About an hour later, one of the parties involved in the garden discussion comes to my office and indicates that he is troubled by my non commital reply. Why? "Because if you go, we almost certainly could not replace you with anybody remotely so good." I thought that those words, coming from a more senior individual, was the ONLY 'encouragement' I've ever had there. I told him to go tell it to management! Oh I thanked him profusely for the kind words as well! So what do you do?
Your colleagues, if pushed, might deem you the best since sliced bread. The people who control policy, budgets etc don't. You're just an IT bullshitter.
Me, I'm going with colleagues!
THE COMING OF THE WEE MALKIES
(Stephen Mulrine)
Haw missis, whit'll ye dae when the wee Malkies come,
If they dreep doon affy the wash-hoose dyke,
An pit the hems oan the sterrheid light,
An play wee heidies oan the clean close wa,
Missis, whit'll ye dae?
Whit'll ye dae when the wee Malkies come,
If they chap yir door an choke yir drains,
An caw the feet fae yir sapsy weans,
An tummle thur wulkies through yir sheets,
An tim thur ahes oot in the street,
Missis, whit'll ye dae?
Whit'll ye dae when the wee Malkies come,
If they chuck thur screwtaps doon the pan,
An stick the heid oan the sanitry man,
When ye hear thum shauchlin doon yir loaby,
Chanting, "Wee Malkies! The gemme's a bogey!"
Haw, missis, whit'll ye dae?
You are so extremely funny. And all this time I was wondering how to annoy you-here you make it too, too easy, Malc.
ReplyDeleteIf only I could hear you recite that Gaelic poetry- And if you do opt for voluntary severance, I think you should go into acting. Forget the IT creeps. You are just too entertaining for them. :)
Me? Funny?
ReplyDeleteThat's what women always say ............. usually when I take my clothes off!

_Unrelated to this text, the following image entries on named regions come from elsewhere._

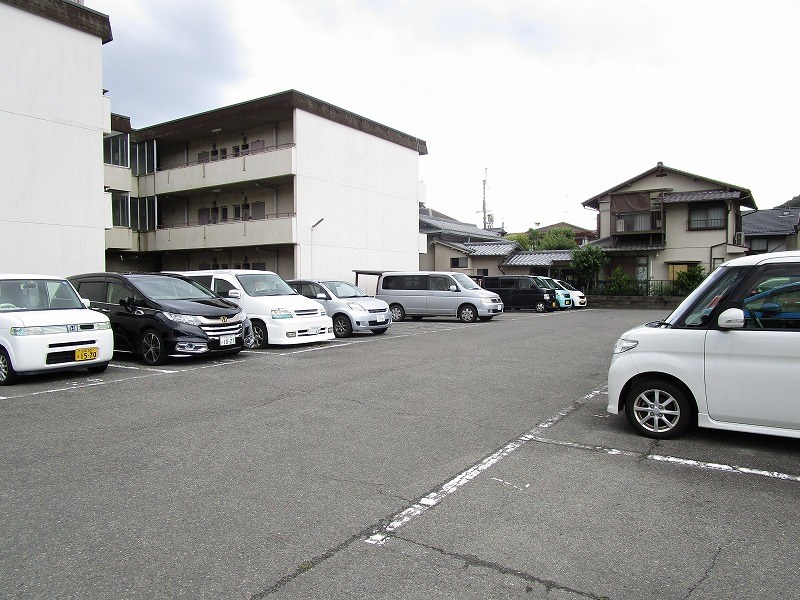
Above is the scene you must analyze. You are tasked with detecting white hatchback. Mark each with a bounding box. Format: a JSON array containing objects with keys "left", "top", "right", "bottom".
[
  {"left": 0, "top": 275, "right": 114, "bottom": 385},
  {"left": 607, "top": 252, "right": 800, "bottom": 438}
]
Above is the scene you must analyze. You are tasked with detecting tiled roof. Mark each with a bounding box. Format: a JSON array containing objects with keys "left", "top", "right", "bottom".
[
  {"left": 664, "top": 190, "right": 742, "bottom": 204},
  {"left": 742, "top": 208, "right": 800, "bottom": 237},
  {"left": 502, "top": 250, "right": 572, "bottom": 267},
  {"left": 419, "top": 215, "right": 500, "bottom": 240},
  {"left": 589, "top": 237, "right": 666, "bottom": 252}
]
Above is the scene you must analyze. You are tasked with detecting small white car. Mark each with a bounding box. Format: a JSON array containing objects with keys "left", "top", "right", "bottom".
[
  {"left": 0, "top": 274, "right": 114, "bottom": 385},
  {"left": 553, "top": 279, "right": 586, "bottom": 308},
  {"left": 287, "top": 279, "right": 392, "bottom": 338},
  {"left": 607, "top": 252, "right": 800, "bottom": 439}
]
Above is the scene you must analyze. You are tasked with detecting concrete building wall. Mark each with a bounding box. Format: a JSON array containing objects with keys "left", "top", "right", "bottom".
[
  {"left": 0, "top": 4, "right": 110, "bottom": 275},
  {"left": 294, "top": 110, "right": 419, "bottom": 281}
]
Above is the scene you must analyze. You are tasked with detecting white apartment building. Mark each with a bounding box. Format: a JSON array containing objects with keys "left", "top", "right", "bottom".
[
  {"left": 111, "top": 90, "right": 427, "bottom": 286},
  {"left": 0, "top": 0, "right": 111, "bottom": 276}
]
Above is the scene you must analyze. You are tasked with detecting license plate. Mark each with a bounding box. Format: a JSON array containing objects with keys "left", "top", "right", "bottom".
[{"left": 75, "top": 348, "right": 97, "bottom": 360}]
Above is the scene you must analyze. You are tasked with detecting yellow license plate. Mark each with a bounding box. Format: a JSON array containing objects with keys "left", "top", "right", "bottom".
[{"left": 75, "top": 348, "right": 97, "bottom": 360}]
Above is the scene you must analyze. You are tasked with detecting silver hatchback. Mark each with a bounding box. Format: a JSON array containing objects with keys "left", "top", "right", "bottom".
[{"left": 286, "top": 279, "right": 392, "bottom": 338}]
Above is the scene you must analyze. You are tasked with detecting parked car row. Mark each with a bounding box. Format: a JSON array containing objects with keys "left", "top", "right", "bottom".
[{"left": 0, "top": 269, "right": 586, "bottom": 384}]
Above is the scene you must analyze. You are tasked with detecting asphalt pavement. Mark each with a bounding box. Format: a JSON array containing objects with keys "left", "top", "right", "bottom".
[{"left": 0, "top": 308, "right": 800, "bottom": 600}]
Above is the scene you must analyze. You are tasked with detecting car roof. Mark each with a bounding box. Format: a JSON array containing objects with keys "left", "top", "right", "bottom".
[
  {"left": 0, "top": 273, "right": 66, "bottom": 281},
  {"left": 725, "top": 250, "right": 800, "bottom": 267}
]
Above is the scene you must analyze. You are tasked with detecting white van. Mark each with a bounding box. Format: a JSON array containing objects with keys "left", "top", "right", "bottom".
[
  {"left": 172, "top": 269, "right": 334, "bottom": 348},
  {"left": 375, "top": 271, "right": 503, "bottom": 323}
]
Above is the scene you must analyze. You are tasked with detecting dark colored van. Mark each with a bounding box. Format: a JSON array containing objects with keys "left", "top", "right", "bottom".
[
  {"left": 68, "top": 273, "right": 252, "bottom": 365},
  {"left": 483, "top": 275, "right": 558, "bottom": 312}
]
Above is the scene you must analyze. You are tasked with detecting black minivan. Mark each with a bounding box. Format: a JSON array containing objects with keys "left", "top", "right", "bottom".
[
  {"left": 482, "top": 275, "right": 558, "bottom": 312},
  {"left": 68, "top": 273, "right": 251, "bottom": 365}
]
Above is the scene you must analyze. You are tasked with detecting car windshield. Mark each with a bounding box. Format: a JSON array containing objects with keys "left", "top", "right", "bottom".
[
  {"left": 665, "top": 267, "right": 745, "bottom": 327},
  {"left": 450, "top": 273, "right": 481, "bottom": 290},
  {"left": 241, "top": 273, "right": 297, "bottom": 296},
  {"left": 322, "top": 281, "right": 367, "bottom": 298},
  {"left": 553, "top": 279, "right": 579, "bottom": 292},
  {"left": 129, "top": 275, "right": 216, "bottom": 300},
  {"left": 0, "top": 279, "right": 86, "bottom": 312}
]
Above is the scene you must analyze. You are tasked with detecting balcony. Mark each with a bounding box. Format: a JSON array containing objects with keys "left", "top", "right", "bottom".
[
  {"left": 139, "top": 144, "right": 295, "bottom": 196},
  {"left": 139, "top": 213, "right": 296, "bottom": 252}
]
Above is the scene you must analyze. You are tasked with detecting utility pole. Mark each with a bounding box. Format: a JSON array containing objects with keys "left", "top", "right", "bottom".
[{"left": 483, "top": 167, "right": 489, "bottom": 229}]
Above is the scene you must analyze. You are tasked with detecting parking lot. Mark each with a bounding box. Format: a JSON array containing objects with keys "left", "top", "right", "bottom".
[{"left": 0, "top": 308, "right": 800, "bottom": 599}]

As a socially shy teenager I used to love acting. Slap on the five and nine, doll up in doublet and hose and show off for a couple of hours! Great fun! And of course you're 'someone else', makes it so much easier to face 200 adults peering intently at you!
Perhaps I should podcast the 'wee malkies' :), We have all the gear and software at work, just need to work on the 'cod' accent.
What next? Video blogging? The penguin overdubbed into English? Could be interesting. Need to think about that.
I think you need to revisit 'tactical awareness'. Think how much more effective the little 'Malc' would have been if it had been on the blog AFTER this :) I was soooooo expecting it today! :)
Actually, I've never called you anything but MG- you know, the car. It's what you look like, you know- am I right?
ReplyDeleteSometimes the word associations are just killing. And yes, video blogging- though its with twitter. Ha! the ironies.
I've learned to never say "never" and never say "I hate." Somehow it automatically means I'm going to get involved with whatever it is.
Cheers-
Oh, and tell the little penguin that its' been a while. We need a post.
Yes, others have noted the similarities between me and MGs.
ReplyDeleteExpensive to get hold of, expensive to maintain, low slung, always breaking down at the wrong moment and a tendency to be just a little too quick :)
The penguin is expected early April, assuming he makes it back. We'll just keep our fingers crossed. It's dangerous in the ocean.